Osmanlı'da Mahalle Teşkilatı

Mahalleler önemli sosyal fonksiyonları olan şehir kesimleridir. Toplumsal ilişkilerin düzenlenmesinde kişilerin bir arada yaşadıkları bu alanın etkisi çok büyüktür.

Osmanlı şehirlerinde mahalle, birbirini tanıyan, bir ölçüde birbirinin davranışından sorumlu olan sosyal dayanışma içindeki kişilerin birlikte yaşadıkları yerdir.

Osmanlı kanunlarına göre mahalle, aynı mescitte ya da camide ibadet eden kişilerin ailesiyle birlikte ikamet ettikleri yerleşim birimidir. Dolayısıyla Osmanlı kanunları mahalleyi bir cemaat olarak ya da aile birimi olarak değerlendirmiştir.

Sabah, akşam ve yatsı namazlarını aynı mescitte kılan cemaat mensupları bazen aynı bedesten, çarşı ya da handa dükkan komşuluğu yapmak suretiyle öğle ve ikindi namazlarını da aynı camide kılarak komşuluk ilişkilerini dükkan komşuluğu ilişkilerine taşımak suretiyle daha sıkı bağlarla birbirlerine bağlanmışlardır.

Osmanlı döneminde birçok mahalle meslek adı taşımakta olup bu durum ise en bariz göstergesidir. İslam ve Osmanlı şehrinin temel özellikleri aynı din mensubu olanların çoğunlukla aynı mahallede ikamet ediyor olmasıdır.

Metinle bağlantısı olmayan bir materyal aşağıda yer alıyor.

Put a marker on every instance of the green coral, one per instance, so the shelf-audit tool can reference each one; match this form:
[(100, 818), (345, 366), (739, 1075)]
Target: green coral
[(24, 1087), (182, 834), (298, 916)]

Müslümanlar kendilerine ait mahallelerde yaşadıkları gibi Hristiyanlar ayrı mahallede, Yahudiler ise her ikisinden farklı bir mahallede yaşarlardı. Osmanlının bazı şehirlerinde Müslümanlar ile Hristiyanların aynı mahalleyi paylaştıkları ancak farklı sokaklarda oturdukları görülür. Yahudiler ise farklı dinden kişilerle aynı mahallede ikamet etmezlerdi. Aynı mahallede ikamet edilmemesinin nedeni birbirlerinin kültürlerinden etkilenmemek içindir.

Bütün mahallelerin temel merkezi dini mabetlerdir.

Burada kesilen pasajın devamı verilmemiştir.